Parece que a comunidade de Mateus é teimosa. Muitos continuavam perguntando: “Quando acontecerá a vinda do Senhor?”. Mateus conta uma parábola diferente de todas as outras. Uma parábola que é uma espécie de visão futura da vinda do Filho do Homem. É futura e até a tradição cristã a chama de “juízo final”. Mas, de fato, o que, nessa história, o Filho do Homem vai dizer aos eleitos é que não adianta a pessoa esperar aquele dia final para encontrá-lo. Ou reconhecemos que ele estava do nosso lado, cada vez que encontramos uma pessoa necessitada, ou não seremos no último dia reconhecidos por ele. Portanto: a data do julgamento e da vinda do Filho do Homem é hoje. Temos um encontro com o Filho do Homem cada vez que passarmos por perto de uma pessoa que precise de nós. O decisivo vai ser o encontro banal de cada momento.
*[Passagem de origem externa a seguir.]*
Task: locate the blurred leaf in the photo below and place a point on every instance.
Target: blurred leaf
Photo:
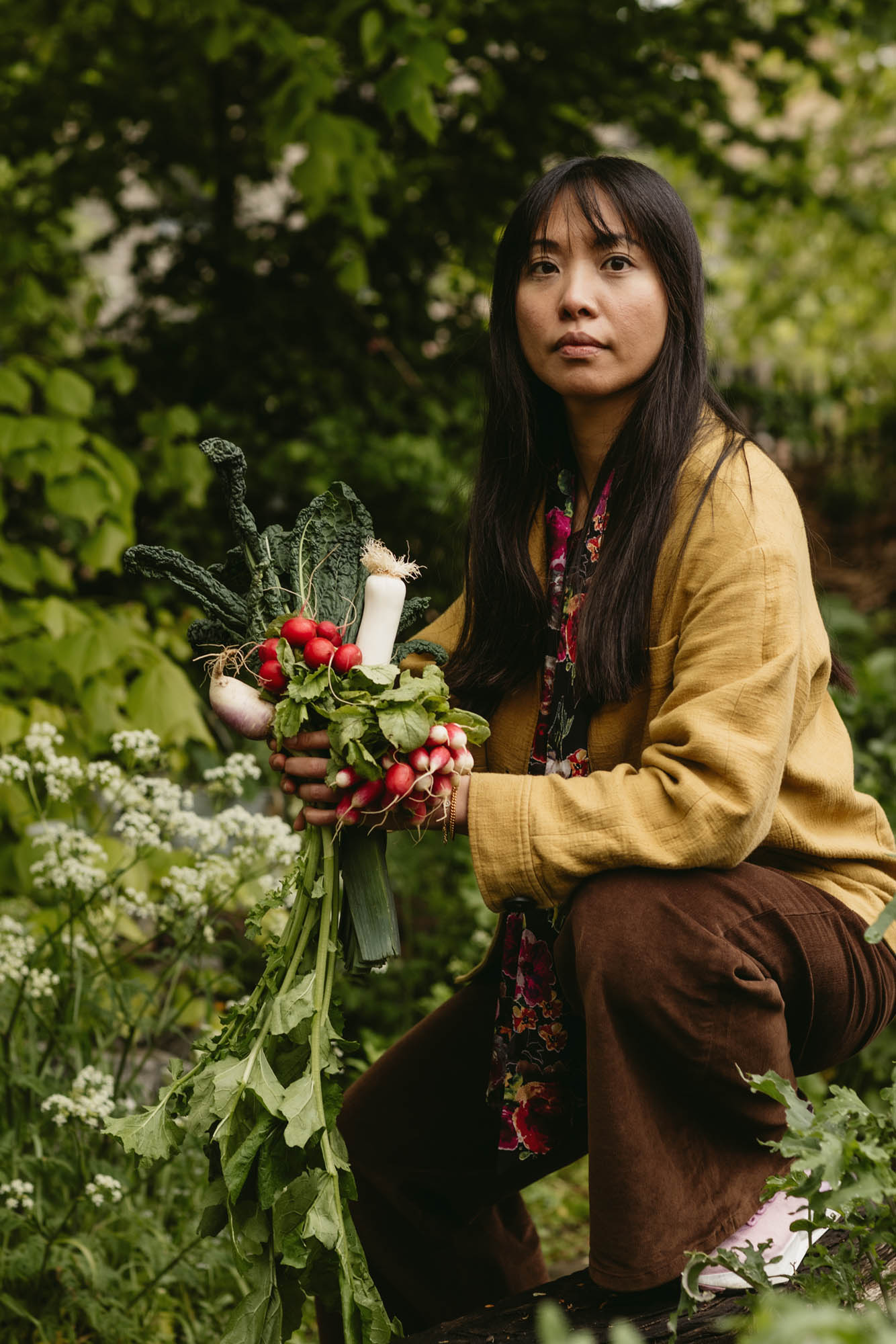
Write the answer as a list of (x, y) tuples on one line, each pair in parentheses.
[(69, 393)]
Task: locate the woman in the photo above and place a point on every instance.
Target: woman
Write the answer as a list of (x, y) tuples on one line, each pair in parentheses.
[(667, 775)]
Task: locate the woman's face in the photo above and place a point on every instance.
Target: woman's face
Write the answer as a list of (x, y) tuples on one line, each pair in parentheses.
[(590, 312)]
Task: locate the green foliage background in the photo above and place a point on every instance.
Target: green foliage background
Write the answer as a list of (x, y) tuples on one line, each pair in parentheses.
[(276, 225)]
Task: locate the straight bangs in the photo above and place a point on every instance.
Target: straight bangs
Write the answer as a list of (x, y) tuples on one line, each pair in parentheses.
[(504, 636)]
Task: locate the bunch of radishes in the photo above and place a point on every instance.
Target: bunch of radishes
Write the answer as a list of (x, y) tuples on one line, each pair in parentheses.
[(319, 643), (412, 782)]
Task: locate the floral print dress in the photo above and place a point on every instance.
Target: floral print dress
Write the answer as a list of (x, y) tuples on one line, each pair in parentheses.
[(538, 1057)]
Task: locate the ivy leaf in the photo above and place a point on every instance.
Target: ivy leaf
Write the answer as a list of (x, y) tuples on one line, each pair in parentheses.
[(151, 1134), (406, 726)]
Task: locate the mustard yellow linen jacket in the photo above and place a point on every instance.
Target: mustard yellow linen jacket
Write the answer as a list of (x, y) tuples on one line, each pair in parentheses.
[(731, 749)]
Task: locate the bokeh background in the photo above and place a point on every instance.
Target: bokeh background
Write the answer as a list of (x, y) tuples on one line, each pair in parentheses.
[(276, 224)]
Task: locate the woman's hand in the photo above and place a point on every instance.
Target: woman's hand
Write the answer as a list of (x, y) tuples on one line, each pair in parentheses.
[(304, 775)]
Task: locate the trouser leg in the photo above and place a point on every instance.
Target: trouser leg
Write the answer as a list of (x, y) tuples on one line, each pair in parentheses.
[(682, 978), (441, 1230)]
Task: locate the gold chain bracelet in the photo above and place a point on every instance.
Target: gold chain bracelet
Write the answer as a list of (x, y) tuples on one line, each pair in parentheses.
[(451, 818)]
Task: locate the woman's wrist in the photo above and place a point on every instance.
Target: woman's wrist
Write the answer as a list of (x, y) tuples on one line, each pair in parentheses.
[(461, 806)]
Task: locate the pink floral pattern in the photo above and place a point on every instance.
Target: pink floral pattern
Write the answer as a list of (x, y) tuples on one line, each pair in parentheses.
[(538, 1057)]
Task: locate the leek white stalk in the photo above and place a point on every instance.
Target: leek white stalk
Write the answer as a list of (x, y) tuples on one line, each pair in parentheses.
[(240, 706), (384, 601)]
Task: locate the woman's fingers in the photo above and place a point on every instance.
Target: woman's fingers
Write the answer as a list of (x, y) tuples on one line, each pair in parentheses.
[(306, 768), (316, 741), (315, 818)]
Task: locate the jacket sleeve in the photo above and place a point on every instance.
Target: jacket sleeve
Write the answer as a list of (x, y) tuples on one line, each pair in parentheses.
[(705, 791)]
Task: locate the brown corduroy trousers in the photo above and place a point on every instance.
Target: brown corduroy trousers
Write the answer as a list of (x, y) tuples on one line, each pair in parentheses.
[(682, 976)]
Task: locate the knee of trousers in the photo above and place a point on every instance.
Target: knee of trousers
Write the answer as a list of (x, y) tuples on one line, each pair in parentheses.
[(627, 932)]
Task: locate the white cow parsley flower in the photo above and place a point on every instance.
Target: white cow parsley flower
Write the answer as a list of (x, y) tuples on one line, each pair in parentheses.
[(103, 1189), (91, 1099)]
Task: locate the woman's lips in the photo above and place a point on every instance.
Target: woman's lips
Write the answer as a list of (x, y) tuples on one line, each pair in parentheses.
[(578, 346), (581, 351)]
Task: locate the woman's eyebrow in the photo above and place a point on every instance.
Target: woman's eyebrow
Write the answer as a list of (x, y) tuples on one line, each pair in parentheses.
[(601, 240)]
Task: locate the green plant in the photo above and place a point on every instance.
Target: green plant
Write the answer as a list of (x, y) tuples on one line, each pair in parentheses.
[(123, 894)]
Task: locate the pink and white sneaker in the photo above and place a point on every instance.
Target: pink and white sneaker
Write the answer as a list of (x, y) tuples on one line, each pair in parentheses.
[(770, 1222)]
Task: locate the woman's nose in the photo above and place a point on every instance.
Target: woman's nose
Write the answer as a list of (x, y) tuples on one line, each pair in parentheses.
[(578, 298)]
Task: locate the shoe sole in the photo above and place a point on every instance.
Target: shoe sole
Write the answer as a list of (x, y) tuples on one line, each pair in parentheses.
[(791, 1261)]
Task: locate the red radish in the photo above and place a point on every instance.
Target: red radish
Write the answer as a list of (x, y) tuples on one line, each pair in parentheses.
[(299, 631), (331, 632), (456, 736), (319, 653), (367, 794), (272, 677), (237, 705), (441, 760), (346, 812), (347, 657), (463, 759), (400, 779)]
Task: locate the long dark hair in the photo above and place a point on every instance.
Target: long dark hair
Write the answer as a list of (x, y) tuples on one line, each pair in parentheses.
[(503, 639)]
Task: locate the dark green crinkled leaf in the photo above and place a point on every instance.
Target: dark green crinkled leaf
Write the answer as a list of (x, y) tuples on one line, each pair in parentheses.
[(210, 636), (158, 562), (414, 611), (427, 648)]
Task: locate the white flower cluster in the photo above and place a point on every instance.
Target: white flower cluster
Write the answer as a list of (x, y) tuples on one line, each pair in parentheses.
[(144, 745), (229, 779), (61, 775), (101, 1189), (17, 948), (139, 830), (14, 768), (73, 861), (91, 1099), (150, 814), (18, 1195)]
“O texto de Mateus 25 que descreve o juízo final é desconcertante e questionador, pois identifica Jesus com os pobres e convoca a reconhecer o rosto de Jesus no rosto dos pobres. (...) Essa passagem do evangelho é fundamental para compreendermos a relação de Jesus com os pobres e, consequentemente, a relação dos seguidores de Jesus, com os pobres. (...) Todo gesto em direção ao outro, de aproximação aos mais pobres, decide a proximidade ou a distância que a pessoa em questão tem de Deus”[1].
O quinto discurso de Jesus em Mateus se conclui com uma parábola sobre o julgamento de Deus. Este julgamento divino atinge a todas as nações (ethné). “Todas as nações serão reunidas diante dele”. É um julgamento universal. Abrange a todos os seres humanos, independente de religião e de cultura. “Ele separará as pessoas umas das outras, como o pastor separa as ovelhas das cabras”.
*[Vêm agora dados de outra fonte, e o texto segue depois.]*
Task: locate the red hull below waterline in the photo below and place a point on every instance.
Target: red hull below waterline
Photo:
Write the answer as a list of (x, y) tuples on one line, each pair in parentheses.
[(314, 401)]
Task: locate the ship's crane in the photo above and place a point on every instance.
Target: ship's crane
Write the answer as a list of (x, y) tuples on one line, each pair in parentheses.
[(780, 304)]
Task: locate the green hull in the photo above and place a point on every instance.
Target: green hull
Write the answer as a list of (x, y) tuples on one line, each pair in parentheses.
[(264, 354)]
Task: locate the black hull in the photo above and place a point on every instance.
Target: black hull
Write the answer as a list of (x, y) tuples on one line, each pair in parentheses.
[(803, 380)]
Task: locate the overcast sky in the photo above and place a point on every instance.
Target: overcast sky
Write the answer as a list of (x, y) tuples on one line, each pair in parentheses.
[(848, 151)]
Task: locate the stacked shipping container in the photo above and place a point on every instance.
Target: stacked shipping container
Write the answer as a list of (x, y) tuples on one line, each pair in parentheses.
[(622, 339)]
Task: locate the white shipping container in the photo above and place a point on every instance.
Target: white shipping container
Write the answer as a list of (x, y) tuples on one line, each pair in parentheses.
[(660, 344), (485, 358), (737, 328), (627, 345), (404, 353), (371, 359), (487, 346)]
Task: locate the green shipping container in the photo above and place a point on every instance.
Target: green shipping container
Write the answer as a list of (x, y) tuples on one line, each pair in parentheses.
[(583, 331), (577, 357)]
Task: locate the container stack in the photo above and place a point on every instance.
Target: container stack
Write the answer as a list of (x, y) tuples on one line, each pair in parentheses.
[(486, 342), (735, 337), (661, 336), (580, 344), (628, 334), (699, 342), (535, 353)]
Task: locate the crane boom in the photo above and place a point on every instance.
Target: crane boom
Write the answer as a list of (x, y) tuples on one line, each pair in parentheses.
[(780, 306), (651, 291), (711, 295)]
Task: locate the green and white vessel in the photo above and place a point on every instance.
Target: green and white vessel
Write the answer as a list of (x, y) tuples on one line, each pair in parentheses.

É uma imagem comum no estilo de vida da época palestina, portanto da época de Jesus e talvez ainda na região da Síria da comunidade de Mateus: o rebanho era misturado de ovelhas e cabras. Para nós, hoje, é uma linguagem estranha e inadequada porque compara as pessoas com ovelhas ou cabritos, mas é um jeito de falar comum nos apocalipses judaicos daquela época.
O julgamento é um discernimento e separa as ovelhas das cabras. Conforme o mesmo evangelho, João Batista tinha dito que ele separará o trigo e a palha (Mt 3, 12). Jesus tinha dito que, no final dos tempos, Deus separará o trigo do joio (13, 24- 30) e ainda os tipos de peixes diferentes que vêm na rede (13, 47- 50). Este discernimento ou separação vai determinar a sorte de uns e de outros.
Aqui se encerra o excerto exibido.